One attempt is Japan’s proposal for a Zero Emissions Vessel Incentive Scheme, whereby zero-emission vessels will be incentivised through a ‘feebate’ fund; a fee on carbon fuels will be rebated to greener vessels. According to delegates at the working group the idea was greeted with a mixed reception at the intersessional talks.


Two further information documents submitted by Japan show developments to advance carbon-free propulsion. One is a landside testbed for new fuels and power converters. The other is an innovative vessel testbed, due to be built this year and operational by 2025, that can test up three power sources (engines running on carbon-free fuels, fuel cells and batteries) at once. It is a rare, practical example of the steps one country is taking to make sure its shipping sector is contributing to global climate action.


A critical element of assessing fuels and their contribution to emission reduction targets is lifecycle analysis. Some concrete proposals are on the table for MEPC. Among them are a recommendation for a way to measure methane slip, a case study of the assessment for a biofuel project in Canada, and a suggestions from Solomon Islands and the Pacific Environment and Inuit Circumpolar Council on how to measure CO2 equivalent emissions at both 100- and 20-year timeframes.

Finalising short-term measures

The MEPC meeting in June will also consider final changes to the CII before it is implemented next year. Submissions for the meeting include the addition of a ‘port time correction factor’ so that cruise ships spending a long time in port are not unfairly penalised in their CII rating. This will be debated; a counter proposal argues that the suggested factor goes too far and gives cruise ships an unfair advantage.


But the core issue around CII has yet to be addressed; whether to calculate CII using the Annual Emissions Reduction or Energy Efficiency Operating Index. This makes a material difference to the methods ship operators will need to take to comply, but for the time being it looks as though the calculation will need to be made using both factors. A decision could be made in 2026 when the measure is due to be reviewed, and though reduction rate targets have been set for 2023-2025, the steps from 2026-2030 still need to be decided.


Some national action plans will also be reviewed in June. Resolution MEPC.327(75) adopted in 2020 encourages member states to develop and submit voluntary plans to address GHG emissions from ships, outlining policies and actions.

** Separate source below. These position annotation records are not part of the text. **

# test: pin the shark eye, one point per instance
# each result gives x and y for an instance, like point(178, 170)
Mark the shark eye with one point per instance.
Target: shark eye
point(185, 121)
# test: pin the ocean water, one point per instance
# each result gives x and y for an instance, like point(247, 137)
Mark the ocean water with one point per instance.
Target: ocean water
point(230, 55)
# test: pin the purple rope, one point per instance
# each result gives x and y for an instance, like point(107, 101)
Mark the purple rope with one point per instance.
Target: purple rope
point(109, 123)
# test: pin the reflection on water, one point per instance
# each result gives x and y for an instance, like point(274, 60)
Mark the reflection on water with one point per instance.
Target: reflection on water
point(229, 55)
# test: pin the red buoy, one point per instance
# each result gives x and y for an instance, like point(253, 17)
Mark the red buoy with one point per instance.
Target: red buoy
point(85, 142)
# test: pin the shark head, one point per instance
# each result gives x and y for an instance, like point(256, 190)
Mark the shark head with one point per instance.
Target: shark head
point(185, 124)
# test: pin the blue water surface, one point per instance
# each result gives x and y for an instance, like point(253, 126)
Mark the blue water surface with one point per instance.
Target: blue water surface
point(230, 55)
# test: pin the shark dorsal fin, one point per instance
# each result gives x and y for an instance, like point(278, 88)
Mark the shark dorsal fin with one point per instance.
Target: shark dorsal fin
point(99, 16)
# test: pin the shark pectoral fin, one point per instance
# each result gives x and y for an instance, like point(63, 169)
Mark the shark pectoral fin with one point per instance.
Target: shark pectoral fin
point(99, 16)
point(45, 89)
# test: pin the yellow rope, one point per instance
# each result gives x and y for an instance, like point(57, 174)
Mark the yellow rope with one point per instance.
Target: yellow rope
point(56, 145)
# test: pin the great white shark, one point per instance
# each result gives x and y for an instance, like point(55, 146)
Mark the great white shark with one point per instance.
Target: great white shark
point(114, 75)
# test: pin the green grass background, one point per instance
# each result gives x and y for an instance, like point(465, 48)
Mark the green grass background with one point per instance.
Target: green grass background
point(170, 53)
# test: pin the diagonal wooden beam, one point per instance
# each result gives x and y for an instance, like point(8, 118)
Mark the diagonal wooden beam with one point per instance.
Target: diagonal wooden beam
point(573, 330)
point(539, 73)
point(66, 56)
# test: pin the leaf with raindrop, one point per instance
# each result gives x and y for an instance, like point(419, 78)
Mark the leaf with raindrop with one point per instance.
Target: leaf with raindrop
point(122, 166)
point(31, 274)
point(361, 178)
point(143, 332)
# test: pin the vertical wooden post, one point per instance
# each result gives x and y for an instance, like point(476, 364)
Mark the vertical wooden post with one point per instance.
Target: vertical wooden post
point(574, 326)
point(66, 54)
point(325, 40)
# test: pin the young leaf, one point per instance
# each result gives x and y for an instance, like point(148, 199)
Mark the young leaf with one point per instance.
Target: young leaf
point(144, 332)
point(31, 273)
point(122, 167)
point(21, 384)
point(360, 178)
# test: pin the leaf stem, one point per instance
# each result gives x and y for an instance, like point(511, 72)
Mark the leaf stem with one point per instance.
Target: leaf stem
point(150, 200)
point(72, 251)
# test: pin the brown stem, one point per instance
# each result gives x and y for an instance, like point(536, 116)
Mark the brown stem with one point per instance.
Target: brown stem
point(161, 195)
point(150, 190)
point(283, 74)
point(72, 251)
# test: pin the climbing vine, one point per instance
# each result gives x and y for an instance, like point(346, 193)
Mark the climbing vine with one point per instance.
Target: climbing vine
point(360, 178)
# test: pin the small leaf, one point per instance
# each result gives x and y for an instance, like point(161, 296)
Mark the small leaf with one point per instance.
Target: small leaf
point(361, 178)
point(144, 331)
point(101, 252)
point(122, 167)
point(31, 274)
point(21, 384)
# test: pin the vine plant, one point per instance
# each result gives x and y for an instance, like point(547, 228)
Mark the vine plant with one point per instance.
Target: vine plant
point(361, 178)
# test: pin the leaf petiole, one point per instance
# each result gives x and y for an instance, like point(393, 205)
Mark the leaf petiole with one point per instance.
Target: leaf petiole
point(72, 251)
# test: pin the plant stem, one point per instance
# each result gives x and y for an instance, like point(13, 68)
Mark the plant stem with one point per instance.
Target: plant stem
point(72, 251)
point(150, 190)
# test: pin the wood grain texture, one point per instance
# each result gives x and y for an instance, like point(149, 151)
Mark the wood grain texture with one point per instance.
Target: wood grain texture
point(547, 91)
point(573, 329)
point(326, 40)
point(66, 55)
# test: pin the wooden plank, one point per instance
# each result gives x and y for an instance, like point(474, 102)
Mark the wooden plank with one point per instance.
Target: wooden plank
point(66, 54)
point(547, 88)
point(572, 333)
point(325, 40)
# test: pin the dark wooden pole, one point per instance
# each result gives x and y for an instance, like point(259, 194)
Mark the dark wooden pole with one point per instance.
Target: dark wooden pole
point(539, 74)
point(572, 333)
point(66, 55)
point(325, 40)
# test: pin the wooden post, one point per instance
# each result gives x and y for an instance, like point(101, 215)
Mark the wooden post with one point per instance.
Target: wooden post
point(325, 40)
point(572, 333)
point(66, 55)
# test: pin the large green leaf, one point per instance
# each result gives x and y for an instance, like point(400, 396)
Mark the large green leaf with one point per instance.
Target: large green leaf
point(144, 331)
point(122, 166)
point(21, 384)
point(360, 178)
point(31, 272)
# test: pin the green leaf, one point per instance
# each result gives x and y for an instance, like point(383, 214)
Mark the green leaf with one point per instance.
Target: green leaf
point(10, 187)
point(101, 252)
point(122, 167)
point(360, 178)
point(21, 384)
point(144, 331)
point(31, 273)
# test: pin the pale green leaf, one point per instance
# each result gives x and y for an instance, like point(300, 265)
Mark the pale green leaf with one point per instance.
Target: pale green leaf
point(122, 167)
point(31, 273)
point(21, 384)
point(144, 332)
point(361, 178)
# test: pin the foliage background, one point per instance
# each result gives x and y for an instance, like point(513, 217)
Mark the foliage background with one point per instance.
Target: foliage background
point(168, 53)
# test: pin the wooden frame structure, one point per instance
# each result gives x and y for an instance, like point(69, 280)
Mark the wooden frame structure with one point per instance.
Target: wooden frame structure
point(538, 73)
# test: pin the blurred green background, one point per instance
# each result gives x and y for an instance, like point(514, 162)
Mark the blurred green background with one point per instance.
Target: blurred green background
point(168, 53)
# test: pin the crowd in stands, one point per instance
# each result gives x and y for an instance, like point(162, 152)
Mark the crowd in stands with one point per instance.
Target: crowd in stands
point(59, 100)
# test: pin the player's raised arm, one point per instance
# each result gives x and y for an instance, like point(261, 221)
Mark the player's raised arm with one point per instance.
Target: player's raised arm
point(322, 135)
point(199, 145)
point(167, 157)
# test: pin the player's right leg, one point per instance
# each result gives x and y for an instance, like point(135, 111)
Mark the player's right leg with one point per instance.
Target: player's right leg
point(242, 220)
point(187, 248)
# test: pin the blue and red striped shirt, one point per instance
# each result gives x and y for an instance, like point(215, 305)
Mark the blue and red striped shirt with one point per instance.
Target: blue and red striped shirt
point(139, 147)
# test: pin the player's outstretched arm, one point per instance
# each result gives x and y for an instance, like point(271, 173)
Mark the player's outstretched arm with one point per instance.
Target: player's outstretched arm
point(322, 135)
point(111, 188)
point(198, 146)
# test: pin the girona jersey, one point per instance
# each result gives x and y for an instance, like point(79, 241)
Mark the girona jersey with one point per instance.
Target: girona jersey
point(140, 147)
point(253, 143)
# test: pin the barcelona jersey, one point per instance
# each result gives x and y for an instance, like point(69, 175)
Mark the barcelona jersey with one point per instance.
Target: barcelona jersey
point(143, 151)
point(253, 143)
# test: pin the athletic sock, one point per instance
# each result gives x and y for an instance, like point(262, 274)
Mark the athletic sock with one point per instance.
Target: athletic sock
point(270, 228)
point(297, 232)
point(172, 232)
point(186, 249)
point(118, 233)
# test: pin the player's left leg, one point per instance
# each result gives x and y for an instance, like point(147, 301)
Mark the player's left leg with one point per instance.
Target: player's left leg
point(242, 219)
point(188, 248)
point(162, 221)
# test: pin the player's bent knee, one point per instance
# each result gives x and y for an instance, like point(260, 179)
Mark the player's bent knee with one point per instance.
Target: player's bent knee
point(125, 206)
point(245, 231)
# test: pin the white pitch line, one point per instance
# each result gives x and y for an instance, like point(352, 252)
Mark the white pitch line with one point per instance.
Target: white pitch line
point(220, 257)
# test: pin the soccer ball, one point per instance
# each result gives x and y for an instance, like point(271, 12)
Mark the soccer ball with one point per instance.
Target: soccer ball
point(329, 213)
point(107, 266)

IMO and Norway have coordinated on the project GreenVoyage 2050. Based on that experience they are offering their guidance to other member states through a proposed series of meetings.


Finland offers one of a few well-defined national action plans, driven by its government’s ambitious aim of carbon neutrality. The plan includes multiple incentives and funding for developing green shipping technologies and reorganizing logistics chains to reduce emissions, but wholeheartedly concedes jurisdiction over shipping emission regulations to the IMO.


External supervision

Other governments may not be so charitable. The European Union has already confirmed shipping’s inclusion in its emissions trading scheme, and that up to 75% of funds raised will be ploughed back into research into green shipping technologies. If MEPC is slow in making decisions, other governments could follow the EU’s lead.


A strongly worded report submitted to MEPC 78 by the Clean Shipping Coalition suggests that national governments would be within their rights to impose more restrictions on shipping in their quest to fulfil Paris Agreement obligations – even beyond sovereign waters.


In the report, ‘Freedom to Regulate the High Seas’, Aoife O’Leary of Opportunity Green explores the legal basis for states to act on shipping emissions. She argues: “Provided a few important legal and enforcement considerations are respected and built into the design of any policy measure, there are no legal obstacles to national or regional action [on GHGs from the maritime sector].”


The report is a warning shot across the bow of MEPC and its member states. If shipping doesn’t start acting fast in the drive to stop climate change, someone else will take the responsibility. MEPC 78 in June is the first chance shipping will have to show governments that it is serious in its ambitions to eliminate greenhouse gas emissions.